The big-picture idea is that changing the behaviors that get you into debt not only help get you out of it but also lead to a happier, less stressful life.

Mundis had an “ah-hah” moment while living in that tiny room in New York. After struggling with debt for so long, it dawned on him that the first step toward getting out of it was to stop incurring it. He wrote that the situation he found himself in had been the result of two decades of progressively increasing his debts, which grew with every passing day.

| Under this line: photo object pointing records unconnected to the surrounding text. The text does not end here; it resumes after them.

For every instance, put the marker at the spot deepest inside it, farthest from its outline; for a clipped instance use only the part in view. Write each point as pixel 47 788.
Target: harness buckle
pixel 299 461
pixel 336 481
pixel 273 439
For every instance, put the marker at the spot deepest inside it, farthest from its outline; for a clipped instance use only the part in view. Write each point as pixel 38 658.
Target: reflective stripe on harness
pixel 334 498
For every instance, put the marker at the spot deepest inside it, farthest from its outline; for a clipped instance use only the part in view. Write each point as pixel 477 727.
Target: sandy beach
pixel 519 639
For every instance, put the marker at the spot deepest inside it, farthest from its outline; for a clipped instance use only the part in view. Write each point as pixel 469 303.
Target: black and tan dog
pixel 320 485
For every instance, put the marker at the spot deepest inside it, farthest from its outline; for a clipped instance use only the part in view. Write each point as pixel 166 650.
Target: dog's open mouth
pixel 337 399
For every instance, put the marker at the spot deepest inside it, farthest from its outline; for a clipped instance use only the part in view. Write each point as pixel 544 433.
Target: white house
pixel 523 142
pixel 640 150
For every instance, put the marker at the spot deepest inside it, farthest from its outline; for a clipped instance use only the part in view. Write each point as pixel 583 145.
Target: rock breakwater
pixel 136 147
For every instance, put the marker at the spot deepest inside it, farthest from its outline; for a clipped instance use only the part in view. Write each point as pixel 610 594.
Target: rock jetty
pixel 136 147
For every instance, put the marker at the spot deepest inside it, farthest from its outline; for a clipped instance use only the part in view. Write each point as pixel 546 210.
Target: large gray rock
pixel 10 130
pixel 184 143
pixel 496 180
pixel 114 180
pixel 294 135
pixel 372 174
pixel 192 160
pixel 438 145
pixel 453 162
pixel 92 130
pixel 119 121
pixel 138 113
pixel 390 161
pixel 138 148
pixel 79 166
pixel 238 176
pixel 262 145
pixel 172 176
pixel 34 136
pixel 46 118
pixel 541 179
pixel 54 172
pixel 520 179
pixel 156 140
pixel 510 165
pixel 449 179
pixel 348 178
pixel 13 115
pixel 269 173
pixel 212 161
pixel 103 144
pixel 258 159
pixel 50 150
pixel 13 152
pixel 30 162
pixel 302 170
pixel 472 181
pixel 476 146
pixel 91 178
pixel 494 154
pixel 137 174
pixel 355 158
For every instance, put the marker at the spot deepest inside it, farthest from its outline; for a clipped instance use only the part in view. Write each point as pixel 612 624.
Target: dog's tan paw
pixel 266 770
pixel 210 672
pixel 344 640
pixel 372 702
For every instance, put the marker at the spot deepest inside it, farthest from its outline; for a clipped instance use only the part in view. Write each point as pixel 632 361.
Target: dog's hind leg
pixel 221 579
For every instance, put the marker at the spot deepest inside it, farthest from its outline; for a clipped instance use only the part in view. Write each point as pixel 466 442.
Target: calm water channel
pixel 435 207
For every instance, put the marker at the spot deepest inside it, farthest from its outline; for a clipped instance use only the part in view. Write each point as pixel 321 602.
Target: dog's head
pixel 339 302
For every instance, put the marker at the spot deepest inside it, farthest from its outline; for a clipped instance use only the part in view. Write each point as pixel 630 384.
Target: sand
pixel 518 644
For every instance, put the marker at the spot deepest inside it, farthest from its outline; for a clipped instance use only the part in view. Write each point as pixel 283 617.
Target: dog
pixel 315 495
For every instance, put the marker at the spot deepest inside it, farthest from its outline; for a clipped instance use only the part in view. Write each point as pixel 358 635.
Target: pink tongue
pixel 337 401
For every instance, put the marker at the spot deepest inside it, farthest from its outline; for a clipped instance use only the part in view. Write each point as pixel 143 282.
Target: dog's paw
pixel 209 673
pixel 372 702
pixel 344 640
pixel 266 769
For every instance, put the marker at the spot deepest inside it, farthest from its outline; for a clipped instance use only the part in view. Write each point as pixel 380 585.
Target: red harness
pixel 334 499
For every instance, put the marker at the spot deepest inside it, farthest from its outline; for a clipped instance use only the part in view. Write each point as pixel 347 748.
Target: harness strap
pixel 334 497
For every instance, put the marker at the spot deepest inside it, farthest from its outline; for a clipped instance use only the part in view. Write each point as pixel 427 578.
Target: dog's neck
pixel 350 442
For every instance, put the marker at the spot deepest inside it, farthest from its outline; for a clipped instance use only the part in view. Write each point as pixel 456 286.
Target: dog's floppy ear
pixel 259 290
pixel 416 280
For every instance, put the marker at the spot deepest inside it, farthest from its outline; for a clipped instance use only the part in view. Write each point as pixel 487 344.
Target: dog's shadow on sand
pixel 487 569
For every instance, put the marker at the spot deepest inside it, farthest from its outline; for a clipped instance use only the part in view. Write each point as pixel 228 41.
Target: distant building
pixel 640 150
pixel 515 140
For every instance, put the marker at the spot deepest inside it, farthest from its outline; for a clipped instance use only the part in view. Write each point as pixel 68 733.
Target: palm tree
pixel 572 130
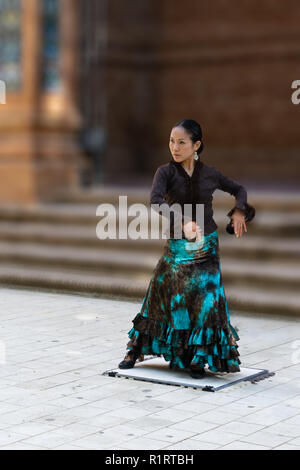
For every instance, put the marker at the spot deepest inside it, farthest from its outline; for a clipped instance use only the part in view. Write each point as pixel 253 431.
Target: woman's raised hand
pixel 238 222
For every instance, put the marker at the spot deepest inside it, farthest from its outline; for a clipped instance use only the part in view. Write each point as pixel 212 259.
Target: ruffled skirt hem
pixel 195 347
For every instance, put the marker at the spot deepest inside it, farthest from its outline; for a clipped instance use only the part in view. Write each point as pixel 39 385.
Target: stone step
pixel 247 247
pixel 246 299
pixel 272 274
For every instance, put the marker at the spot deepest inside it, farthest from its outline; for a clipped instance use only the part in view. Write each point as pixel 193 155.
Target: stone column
pixel 39 153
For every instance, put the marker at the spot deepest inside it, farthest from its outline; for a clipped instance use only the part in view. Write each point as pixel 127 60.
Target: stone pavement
pixel 54 348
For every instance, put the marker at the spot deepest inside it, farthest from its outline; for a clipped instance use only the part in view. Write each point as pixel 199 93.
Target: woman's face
pixel 181 145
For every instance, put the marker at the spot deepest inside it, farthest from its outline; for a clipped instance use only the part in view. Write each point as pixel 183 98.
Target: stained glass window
pixel 10 44
pixel 51 46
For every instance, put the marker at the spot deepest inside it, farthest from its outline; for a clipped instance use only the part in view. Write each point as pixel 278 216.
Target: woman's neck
pixel 189 165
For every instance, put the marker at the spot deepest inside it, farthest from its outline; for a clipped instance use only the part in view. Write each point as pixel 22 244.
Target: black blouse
pixel 172 184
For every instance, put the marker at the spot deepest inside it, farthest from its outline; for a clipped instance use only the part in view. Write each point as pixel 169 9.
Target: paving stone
pixel 54 396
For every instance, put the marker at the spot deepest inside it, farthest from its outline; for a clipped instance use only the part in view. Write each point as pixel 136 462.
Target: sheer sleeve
pixel 174 213
pixel 239 192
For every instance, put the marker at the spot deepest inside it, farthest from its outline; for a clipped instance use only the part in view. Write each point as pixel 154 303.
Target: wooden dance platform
pixel 157 370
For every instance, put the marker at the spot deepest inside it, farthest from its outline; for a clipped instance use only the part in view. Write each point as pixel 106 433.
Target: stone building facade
pixel 94 87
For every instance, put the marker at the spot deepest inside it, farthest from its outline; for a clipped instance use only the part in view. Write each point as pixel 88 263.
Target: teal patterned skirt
pixel 184 315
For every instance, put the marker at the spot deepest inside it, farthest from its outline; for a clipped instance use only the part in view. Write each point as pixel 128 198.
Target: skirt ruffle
pixel 197 347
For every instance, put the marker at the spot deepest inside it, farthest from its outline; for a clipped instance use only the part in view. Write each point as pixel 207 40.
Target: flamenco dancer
pixel 184 315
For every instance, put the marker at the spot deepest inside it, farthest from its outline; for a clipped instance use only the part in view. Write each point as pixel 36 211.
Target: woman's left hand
pixel 238 222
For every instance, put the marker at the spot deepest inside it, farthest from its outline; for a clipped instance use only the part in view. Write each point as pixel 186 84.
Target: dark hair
pixel 194 129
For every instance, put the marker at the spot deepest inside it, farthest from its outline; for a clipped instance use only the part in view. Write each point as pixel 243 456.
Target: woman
pixel 184 315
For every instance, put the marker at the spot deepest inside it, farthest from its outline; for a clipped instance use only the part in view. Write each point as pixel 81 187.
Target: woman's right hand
pixel 192 230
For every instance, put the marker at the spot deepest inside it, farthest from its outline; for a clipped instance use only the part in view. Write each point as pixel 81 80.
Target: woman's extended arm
pixel 242 211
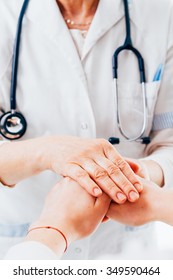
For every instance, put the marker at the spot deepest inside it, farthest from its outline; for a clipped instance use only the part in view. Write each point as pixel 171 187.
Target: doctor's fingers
pixel 77 173
pixel 112 155
pixel 111 180
pixel 121 181
pixel 94 179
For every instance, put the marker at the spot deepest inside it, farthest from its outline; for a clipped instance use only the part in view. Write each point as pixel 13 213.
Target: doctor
pixel 48 243
pixel 65 89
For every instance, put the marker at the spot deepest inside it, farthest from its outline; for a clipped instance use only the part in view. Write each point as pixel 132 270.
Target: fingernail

Mundis immediately stopped taking on debt, no matter what that meant. He didn’t pay for anything with a credit card. He skipped buying anything he didn’t immediately have the cash to pay for. He had to explain to his two sons that they wouldn’t receive Christmas presents from him that year because he couldn’t afford it. Refusing to go further into debt came with some hard decisions.

To illustrate what he meant by incurring no further debt, Mundis wrote about two people, Joanie and Ed, who wanted new televisions.

“If Joanie goes into a department store and buys a television for $600 and pays for it in cash or with a check or a debit card, she
just bought a television. She spent $600 to do it.

If Ed goes into the same department store and walks out with the
same model television but charges it to his store account or puts
it on a credit card, he did not just buy a television.

Joanie bought a television.

Ed borrowed $600.

Joanie spent some money.

Ed debted.

That’s what happened.”

It might seem strange to see the word “debt” being used as a verb, but it’s common in the Debtors Anonymous world. Recovering debtors seem to want to remind themselves that debt doesn’t just happen. It’s caused by specific behaviors and becomes a behavior itself.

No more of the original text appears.